One study that came up three times by three different Mito doctors at the conference was the study on mice. A researcher had done a study on regular mice and also mice with a genetic mitochondrial mutation. Generally the normal mice (not MitoD mutation) have brown fur and are running around the cage at a certain age. The mice with the MitoD mutation have grey fur, aren't running around, and are much smaller at the same age. Then they had a batch of the MitoD mutation mice that they had workout on the treadmill everyday for 45 minutes. These mice almost looked like the mice without the mutation. They had brown fur and they were running around and over the mice with the mutation who hadn't exercised.
When they looked in the lab at the mice, they found the mice with MitoD who exercised had a lot more mitochondria within their cells than the mice who didn't exercise. So therefore, while mice with MitoD produced less energy per mitochondria, if they exercised they produced more mitochondria which therefore increased the total energy production for each cell. Maybe not to the level of mice without MitoD, but it was more energy production. For people with fatigue, even a 10% boost in energy would be nice.

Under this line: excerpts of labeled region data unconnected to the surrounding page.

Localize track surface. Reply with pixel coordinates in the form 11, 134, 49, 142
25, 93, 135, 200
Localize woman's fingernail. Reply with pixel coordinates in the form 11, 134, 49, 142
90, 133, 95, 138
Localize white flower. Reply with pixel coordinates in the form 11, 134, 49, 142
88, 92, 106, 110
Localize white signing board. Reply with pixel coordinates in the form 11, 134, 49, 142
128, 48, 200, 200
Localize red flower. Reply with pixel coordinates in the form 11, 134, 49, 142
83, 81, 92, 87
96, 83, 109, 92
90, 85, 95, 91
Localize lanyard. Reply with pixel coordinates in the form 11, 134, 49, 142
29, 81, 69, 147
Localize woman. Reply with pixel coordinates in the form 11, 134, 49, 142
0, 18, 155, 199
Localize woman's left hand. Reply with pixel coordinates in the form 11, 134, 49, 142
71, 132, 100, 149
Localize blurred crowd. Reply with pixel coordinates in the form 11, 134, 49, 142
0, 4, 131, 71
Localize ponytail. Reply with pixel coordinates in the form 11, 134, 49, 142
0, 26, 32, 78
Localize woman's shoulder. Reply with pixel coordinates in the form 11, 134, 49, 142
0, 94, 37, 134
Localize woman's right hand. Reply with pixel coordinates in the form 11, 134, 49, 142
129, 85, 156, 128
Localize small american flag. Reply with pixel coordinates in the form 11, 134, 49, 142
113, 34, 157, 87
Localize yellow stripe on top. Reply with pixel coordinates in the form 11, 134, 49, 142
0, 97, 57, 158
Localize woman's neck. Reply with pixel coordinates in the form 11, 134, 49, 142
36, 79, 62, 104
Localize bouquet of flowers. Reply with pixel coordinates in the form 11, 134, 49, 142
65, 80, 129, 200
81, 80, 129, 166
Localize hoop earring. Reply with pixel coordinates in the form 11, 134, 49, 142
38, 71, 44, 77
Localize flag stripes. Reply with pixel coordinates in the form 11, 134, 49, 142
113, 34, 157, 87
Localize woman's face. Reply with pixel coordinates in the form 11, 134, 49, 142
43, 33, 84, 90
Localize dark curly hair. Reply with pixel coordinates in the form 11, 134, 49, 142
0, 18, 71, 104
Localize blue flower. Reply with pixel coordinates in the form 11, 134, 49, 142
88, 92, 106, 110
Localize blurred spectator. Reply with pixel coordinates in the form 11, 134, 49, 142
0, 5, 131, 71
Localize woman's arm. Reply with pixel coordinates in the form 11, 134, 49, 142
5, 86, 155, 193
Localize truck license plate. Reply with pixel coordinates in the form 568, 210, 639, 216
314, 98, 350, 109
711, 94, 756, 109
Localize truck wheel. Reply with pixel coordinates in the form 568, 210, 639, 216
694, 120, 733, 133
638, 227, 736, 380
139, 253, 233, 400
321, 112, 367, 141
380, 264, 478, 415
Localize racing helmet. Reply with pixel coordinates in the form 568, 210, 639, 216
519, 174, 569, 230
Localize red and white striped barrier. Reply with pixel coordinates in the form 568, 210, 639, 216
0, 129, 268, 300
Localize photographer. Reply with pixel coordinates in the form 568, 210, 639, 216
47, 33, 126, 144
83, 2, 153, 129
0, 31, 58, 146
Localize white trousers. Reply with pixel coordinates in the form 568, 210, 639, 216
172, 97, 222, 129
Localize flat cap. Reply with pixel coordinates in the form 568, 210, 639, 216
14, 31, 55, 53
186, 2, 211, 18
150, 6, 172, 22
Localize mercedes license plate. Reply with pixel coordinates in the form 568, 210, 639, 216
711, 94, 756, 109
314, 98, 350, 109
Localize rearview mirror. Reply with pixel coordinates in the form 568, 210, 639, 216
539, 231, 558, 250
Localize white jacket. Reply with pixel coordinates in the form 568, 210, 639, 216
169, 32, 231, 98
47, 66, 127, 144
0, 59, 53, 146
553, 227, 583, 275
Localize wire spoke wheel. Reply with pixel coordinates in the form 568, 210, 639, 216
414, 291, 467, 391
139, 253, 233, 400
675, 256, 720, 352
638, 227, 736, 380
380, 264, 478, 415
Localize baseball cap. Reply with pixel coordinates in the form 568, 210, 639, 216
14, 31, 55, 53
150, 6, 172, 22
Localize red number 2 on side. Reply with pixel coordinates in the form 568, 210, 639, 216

I'll try to find the study or at least a slide from the conference.
The take away of the MitoD doctors was:
1) their patients should be encouraged to do exercise (they prefer switching up weights one day and walking or biking or dancing). A doctor did mention that weights combined with something else is the best they know of today, but could always be overruled by new studies tomorrow.
2) their patients should be taught to do something they enjoy doing and will be willing to do. If the patient gets bored, then keep changing the exercise routine so it doesn't grow to be a chore.
3) their patients should be encouraged to listen to their own bodies and to never push it when fatigued.
4) their patients should feel and know that their doctor is listening to them (because each unique mutation and environment will impact what can be done and how often). Each patient is unique.
5) their patients should be told about the switch from aerobic to anaerobic and how to recognize it and avoid it. Exercise by a MitoD patient into the anaerobic zone causes more harm than good. Laying up a mito patient all afternoon, or the next day, or a few weeks from one physical therapy session is not good. Exercise must be stopped before this point (before anaerobic) and it needs to be recognized in order to be avoided.
6) Family members and physical therapists should be educated in order to know how important exercise is to MitoD patients, while realizing how quickly well intended pushes can lead to more harm to mitochondria (fewer mitochondria or mitochondria producing even less energy than they did before the exercise program).